Update README.md

jamgochiana · web-flow · commit ac6d7201aac7 · 2025-03-17T22:10:40.000-07:00
diff --git a/README.md b/README.md
@@ -8,26 +8,35 @@ It is particularly useful in high-dimensional settings where the number of featu
 By constraining the covariance matrices in this manner, we achieve a balance between flexibility and computational efficiency while avoiding overfitting.  
 
 We consider a dataset represented as $X \in \mathbb{R}^{n \times m}$ with **$n$** data points and **$m$** features, potentially with $m \gg n$. A Gaussian Mixture Model with $K$ components over elements $x^{(i)} \in \mathbb{R}^m$ is defined as:  
-$$
-p(x) = \sum_{k=1}^{K} \pi_k \mathcal{N}(x \mid \mu_k, \Sigma_k)\text{,} 
-$$  
+
+$$p(x) = \sum_{k=1}^{K} \pi_k \mathcal{N}(x \mid \mu_k, \Sigma_k)\text{,}$$
+
 with non-negative mixture weights $\pi_k$ that sum to one. Each Gaussian component has mean $\mu_k \in \mathbb{R}^m$ and covariance matrix of the form:  
+
 $$
-\Sigma_k = \text{diag}(d_k) + L_k L_k^T
+\Sigma_k = \text{diag}(d_k) + L_k L_k^T\text{,}
 $$ 
+
 where:  
 - $d_k \in \mathbb{R}^m$ is the diagonal vector capturing independent feature noise,  
 - $L_k \in \mathbb{R}^{m \times k}$ (with rank $k \ll m$) captures the dominant covariance structure via a low-rank factor.  
 
-The EM algorithm for fitting GMMs alternates between an **E**xpectation and a **M**aximization:  
+The EM algorithm for fitting GMMs alternates between **E**xpectation and **M**aximization:  
+
+1. **E-step:** Compute responsibilities based on current parameters:
+   
+  $$\gamma_{ik} = \frac{\pi_k \mathcal{N}(x^{(i)} \mid \mu_k, \Sigma_k)}{\sum_j \pi_j \mathcal{N}(x^{(i)} \mid \mu_j, \Sigma_j)}\text{.}$$
+  
+2. **M-step:** Update parameters by maximizing expected complete-data log-likelihood.
+
+  $$\pi_k = \frac{n_k}{n}, \quad \text{where } n_k = \sum_{i=1}^{n} \gamma_{ik}\text{,}$$
+
+  $$\mu_k = \frac{1}{n_k} \sum_{i=1}^{n} \gamma_{ik} x^{(i)}\text{,}$$
+
+  $$\Sigma_k = \frac{1}{n_k} \sum_{i=1}^{n} \gamma_{ik} (x^{(i)} - \mu_k)(x^{(i)} - \mu_k)^\top\text{.}$$
 
-- **E-step:** Compute responsibilities based on current parameters:  
-  $$
-  \gamma_{nk} = \frac{\pi_k \mathcal{N}(x_n \mid \mu_k, \Sigma_k)}{\sum_j \pi_j \mathcal{N}(x_n \mid \mu_j, \Sigma_j)}
-  $$
-  Computing responsibilities requires inverting $\Sigma_k$. 
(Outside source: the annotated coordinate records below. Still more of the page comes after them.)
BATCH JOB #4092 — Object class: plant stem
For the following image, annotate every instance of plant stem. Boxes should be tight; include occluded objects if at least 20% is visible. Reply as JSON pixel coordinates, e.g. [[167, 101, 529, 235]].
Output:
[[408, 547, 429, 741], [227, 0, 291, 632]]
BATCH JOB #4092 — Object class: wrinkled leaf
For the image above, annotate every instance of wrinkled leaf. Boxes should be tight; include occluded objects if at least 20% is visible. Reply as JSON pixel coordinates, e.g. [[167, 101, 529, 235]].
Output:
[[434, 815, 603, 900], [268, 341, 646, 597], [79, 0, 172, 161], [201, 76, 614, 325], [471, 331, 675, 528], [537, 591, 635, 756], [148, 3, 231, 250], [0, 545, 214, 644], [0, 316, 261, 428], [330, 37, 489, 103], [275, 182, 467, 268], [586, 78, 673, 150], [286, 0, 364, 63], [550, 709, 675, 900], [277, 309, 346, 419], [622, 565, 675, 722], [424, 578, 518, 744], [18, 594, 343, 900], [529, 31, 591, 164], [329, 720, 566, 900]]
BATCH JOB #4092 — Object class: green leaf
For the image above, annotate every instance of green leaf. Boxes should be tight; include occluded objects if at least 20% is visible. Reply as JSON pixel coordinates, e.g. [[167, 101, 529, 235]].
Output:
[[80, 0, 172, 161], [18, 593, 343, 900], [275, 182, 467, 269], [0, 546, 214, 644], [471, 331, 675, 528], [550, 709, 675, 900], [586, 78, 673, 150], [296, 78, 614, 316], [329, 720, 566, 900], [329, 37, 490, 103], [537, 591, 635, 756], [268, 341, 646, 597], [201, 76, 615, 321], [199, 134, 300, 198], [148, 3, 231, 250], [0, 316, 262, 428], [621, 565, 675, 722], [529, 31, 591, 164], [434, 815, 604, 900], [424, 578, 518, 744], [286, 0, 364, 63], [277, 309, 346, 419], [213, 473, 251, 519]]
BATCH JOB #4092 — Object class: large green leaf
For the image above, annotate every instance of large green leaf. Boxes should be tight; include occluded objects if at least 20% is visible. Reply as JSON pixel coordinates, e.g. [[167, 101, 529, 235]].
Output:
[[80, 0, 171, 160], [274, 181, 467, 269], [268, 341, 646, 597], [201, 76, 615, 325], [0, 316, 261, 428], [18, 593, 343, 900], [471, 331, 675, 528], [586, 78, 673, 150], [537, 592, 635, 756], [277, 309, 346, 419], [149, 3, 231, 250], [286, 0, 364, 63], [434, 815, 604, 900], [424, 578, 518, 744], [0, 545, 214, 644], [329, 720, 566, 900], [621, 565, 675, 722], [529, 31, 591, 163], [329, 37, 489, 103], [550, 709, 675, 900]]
-  Since this can be prohibitively expensive in large dimensions, we leverage the structure of the covariance matrices to calculate the responsibilities using an $\mathcal{O}(k^3)$ matrix inversion rather than a full $\mathcal{O}(m^3)$ inversion.
-- **M-step:** Update parameters by maximizing expected complete-data log-likelihood. 
-Since updating $\Sigma_k$ directly is intractable in high dimensions, an **inner EM loop** is performed using **Factor Analysis**, where $L_k$ and $D_k$ are iteratively estimated to approximate the full covariance structure.  
+Computing responsibilities requires inverting $\Sigma_k$. 
+Since this can be prohibitively expensive in large dimensions, we leverage the structure of the covariance matrices to calculate the responsibilities using an $\mathcal{O}(k^3)$ matrix inversion rather than a full $\mathcal{O}(m^3)$ inversion.
+Additionally, since updating $\Sigma_k$ directly is intractable in high dimensions, we perform an **inner EM loop** during maximization is performed using **Factor Analysis**, where $L_k$ and $D_k$ are iteratively estimated to approximate the full covariance structure.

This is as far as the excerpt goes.